Software has lived in its craftsmanship era for decades. Great
engineers have been the equivalent of master builders: turning messy
requirements into robust systems with judgment, experience, and a lot
of careful work. That craft still matters. But AI is changing where
the leverage is.
A big portion of software work is highly structured:
- the syntax is defined
- the patterns are repeatable
- there are clear rules for correctness
- feedback is fast (tests pass or fail, builds succeed or break)
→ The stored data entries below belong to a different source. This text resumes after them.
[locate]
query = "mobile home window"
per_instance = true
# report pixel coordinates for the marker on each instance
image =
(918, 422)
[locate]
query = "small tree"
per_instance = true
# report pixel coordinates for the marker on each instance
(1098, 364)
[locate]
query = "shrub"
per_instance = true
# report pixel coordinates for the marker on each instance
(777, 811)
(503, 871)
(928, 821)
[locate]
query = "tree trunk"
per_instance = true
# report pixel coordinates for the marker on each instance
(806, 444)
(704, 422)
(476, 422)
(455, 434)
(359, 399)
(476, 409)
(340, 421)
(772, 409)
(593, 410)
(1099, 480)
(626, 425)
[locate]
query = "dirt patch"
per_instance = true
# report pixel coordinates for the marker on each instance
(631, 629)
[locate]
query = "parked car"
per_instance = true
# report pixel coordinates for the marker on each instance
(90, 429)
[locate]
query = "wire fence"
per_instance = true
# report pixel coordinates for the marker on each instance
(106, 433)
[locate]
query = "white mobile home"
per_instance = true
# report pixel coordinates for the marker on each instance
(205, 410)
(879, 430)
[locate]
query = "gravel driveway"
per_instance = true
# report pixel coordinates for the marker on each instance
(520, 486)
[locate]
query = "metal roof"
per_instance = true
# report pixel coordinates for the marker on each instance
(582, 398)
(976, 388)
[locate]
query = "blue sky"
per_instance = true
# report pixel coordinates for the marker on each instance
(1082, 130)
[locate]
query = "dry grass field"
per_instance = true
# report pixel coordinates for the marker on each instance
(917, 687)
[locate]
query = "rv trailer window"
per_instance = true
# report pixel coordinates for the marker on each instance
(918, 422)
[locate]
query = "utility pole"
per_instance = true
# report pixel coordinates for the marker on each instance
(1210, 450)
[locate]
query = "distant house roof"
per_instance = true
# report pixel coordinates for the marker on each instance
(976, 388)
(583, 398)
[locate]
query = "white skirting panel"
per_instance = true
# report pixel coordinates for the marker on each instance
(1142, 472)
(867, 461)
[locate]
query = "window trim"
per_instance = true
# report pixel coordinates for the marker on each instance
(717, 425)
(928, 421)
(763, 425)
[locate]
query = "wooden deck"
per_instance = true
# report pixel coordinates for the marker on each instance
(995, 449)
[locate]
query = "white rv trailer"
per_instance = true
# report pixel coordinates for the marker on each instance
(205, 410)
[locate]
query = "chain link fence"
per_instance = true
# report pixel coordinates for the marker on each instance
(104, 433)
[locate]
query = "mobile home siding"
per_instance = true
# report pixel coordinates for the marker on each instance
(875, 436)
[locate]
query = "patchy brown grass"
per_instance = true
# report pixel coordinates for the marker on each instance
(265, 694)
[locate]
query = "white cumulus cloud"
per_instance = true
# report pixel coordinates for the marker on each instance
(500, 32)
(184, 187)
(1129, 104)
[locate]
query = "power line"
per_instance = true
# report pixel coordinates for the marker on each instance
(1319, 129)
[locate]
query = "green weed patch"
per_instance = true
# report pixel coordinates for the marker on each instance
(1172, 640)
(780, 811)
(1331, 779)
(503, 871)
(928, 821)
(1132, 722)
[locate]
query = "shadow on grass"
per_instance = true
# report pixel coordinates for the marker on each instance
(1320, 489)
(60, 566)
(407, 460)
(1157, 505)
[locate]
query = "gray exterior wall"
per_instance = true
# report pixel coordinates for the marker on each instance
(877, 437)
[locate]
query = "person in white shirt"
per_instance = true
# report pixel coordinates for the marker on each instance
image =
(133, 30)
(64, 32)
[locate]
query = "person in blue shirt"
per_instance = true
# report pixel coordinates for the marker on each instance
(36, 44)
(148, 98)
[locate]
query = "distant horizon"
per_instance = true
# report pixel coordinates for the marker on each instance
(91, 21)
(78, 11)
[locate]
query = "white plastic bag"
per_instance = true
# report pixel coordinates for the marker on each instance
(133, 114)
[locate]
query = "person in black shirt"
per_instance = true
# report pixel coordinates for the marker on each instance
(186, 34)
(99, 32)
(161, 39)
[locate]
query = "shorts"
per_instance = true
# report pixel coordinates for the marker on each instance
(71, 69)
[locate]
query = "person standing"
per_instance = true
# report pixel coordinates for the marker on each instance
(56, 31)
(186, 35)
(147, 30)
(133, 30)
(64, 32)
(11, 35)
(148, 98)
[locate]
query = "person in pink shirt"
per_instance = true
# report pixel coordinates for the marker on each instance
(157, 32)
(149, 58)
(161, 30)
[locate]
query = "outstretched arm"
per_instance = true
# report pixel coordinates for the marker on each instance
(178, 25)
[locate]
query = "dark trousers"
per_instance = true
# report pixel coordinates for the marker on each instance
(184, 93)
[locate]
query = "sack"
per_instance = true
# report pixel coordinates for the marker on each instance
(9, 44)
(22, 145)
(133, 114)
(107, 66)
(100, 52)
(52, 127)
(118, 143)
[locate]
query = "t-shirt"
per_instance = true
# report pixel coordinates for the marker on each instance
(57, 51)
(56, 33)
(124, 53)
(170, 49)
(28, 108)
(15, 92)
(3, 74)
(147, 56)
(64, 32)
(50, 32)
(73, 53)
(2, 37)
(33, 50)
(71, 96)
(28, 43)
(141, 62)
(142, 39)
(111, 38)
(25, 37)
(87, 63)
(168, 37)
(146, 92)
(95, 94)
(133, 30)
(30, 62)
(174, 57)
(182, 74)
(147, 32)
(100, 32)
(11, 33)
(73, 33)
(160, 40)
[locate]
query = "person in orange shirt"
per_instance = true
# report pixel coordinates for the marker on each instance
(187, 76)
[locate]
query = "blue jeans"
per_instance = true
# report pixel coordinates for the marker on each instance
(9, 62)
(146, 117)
That structure is why modern AI is so effective here. At a basic
level, these models are exceptionally good at predicting “what comes
next” given constraints. In a domain like code—where the next step is
often strongly implied by conventions, libraries, and tests—AI becomes
a powerful production tool. It can draft functions, write tests,
generate boilerplate, refactor code, and translate requirements into
working scaffolding quickly.
This is why the shift we’re seeing isn’t best described as “developers
being replaced.”
It’s more accurate to say: coding is moving down the value stack.
When production becomes cheaper, the differentiator moves upstream. In
the new software assembly line, the scarce skills look like:
- framing the right problem and success criteria
- defining interfaces and constraints
- designing for security, performance, and maintainability
- creating evaluation systems (tests, monitoring, guardrails, rollback plans)
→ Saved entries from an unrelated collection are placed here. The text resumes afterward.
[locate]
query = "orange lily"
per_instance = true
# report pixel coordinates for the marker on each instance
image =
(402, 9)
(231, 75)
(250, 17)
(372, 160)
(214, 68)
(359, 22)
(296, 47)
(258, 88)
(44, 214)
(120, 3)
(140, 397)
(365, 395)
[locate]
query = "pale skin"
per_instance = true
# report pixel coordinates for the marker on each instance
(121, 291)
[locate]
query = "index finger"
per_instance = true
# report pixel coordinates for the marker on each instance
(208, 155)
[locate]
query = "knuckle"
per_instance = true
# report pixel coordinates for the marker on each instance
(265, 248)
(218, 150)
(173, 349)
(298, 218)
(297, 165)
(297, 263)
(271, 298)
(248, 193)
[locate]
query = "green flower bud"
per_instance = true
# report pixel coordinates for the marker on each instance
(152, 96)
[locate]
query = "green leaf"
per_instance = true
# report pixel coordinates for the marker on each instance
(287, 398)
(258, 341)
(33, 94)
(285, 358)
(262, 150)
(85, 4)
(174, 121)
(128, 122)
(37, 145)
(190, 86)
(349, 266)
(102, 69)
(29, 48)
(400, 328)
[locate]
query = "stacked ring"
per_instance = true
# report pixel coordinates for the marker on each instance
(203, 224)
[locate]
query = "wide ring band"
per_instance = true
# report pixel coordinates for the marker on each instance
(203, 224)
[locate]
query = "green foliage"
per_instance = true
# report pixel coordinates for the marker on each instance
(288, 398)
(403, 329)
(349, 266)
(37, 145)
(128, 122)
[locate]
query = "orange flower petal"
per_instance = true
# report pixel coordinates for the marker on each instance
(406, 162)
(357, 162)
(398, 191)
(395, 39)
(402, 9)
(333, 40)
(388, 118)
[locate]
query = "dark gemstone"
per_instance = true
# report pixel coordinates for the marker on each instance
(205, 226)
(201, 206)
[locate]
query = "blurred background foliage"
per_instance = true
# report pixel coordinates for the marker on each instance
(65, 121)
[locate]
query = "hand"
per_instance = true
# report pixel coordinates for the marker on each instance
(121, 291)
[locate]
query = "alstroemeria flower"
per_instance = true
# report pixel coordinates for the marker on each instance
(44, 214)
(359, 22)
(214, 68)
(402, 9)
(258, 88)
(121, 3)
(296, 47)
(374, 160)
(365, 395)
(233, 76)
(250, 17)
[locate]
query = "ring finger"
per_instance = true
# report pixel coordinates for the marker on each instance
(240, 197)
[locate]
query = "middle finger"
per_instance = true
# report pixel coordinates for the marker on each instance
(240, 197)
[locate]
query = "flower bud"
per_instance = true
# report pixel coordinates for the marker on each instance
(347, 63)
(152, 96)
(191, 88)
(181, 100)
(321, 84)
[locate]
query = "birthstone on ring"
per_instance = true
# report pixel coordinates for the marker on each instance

- integrating tools into real workflows where humans actually operate
And here’s the bigger, under-discussed impact: AI is pushing software
into a mass-production era.
For years, custom software has been a luxury. Plenty of companies have
valuable operational workflows—quoting, onboarding, inventory
handoffs, compliance checklists, routing, approvals—that would benefit
from software. But they couldn’t justify hiring a full engineering
team or paying for bespoke builds. The economics didn’t work.
AI changes that equation.
As the cost of producing “good enough” software drops, more companies
will build internal tools. More niche workflows will get software.
More teams will customize instead of compromise. The winners won’t
simply be the ones who “use AI.” They’ll be the ones who build a
repeatable production system around it: consistent specs, strong QA,
safe deployment, and continuous feedback.
Because when you can produce software faster and cheaper, quality
control becomes the moat.
The assembly line didn’t end manufacturing competition—it intensified
it. It raised the bar on process, reliability, and scale.
That’s exactly what AI is doing to software right now.